Le riprese video e la relativa registrazione di suoni come lo stridere dei gabbiani, il tubare dei piccioni, lo sciabordio dell'acqua o le voci e la musica proveniente dalle case riescono ad esprimere e trasmettere più della semplice fotografia le sensazioni che si sono provate in questa situazione.
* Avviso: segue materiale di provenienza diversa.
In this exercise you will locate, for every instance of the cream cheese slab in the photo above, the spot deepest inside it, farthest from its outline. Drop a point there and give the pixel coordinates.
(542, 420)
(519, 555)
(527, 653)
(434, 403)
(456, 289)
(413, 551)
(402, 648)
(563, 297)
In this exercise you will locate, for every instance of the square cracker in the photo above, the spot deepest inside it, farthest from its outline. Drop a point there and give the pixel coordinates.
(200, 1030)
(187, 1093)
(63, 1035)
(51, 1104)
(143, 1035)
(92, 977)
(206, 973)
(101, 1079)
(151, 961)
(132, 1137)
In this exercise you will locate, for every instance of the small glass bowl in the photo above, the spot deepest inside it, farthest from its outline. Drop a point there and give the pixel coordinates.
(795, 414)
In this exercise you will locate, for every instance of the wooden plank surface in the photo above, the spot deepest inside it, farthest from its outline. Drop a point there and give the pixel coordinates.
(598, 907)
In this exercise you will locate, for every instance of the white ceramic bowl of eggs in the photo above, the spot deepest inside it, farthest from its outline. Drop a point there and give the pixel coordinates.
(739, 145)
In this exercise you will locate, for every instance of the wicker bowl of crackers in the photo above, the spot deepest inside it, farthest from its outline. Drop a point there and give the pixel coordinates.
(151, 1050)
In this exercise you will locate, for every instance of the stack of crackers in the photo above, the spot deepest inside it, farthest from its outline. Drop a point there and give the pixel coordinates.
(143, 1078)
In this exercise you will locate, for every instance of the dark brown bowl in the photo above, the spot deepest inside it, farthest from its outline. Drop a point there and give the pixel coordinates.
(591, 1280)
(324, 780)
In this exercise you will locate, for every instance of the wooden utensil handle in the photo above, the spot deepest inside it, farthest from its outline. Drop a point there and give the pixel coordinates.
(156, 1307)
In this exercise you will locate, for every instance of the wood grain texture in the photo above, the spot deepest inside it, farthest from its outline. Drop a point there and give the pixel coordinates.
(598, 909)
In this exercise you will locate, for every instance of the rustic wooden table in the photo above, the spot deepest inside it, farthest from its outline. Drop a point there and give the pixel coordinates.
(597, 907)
Venezia Anno Zero attraverso una notevole quantità di documentazione oggettiva, priva di effetti speciali o elaborazioni, solo attraverso inquadrature paesaggistiche documenta ed esprime una realtà straordinaria manifestatasi nell'arco di un anno, un canto del "cigno-Venezia" che diventa un grido di allarme che l'autore auspica possa scuotere il mondo a cui essa appartiene.
Un'ultima considerazione sul titolo Venezia Anno Zero / Venice Year Zero è chiaramente una citazione evocativa del capolavoro neorealistico di Rossellini Germania Anno Zero le cui inquadrature non sono solo poetiche ma esprimono una visione dell'anima della città e dei suoi residui abitanti da cui si spera possa partire un percorso virtuoso che inverta la tendenza autodistruttiva che ha caratterizzato la storia di Venezia negli ultimi anni.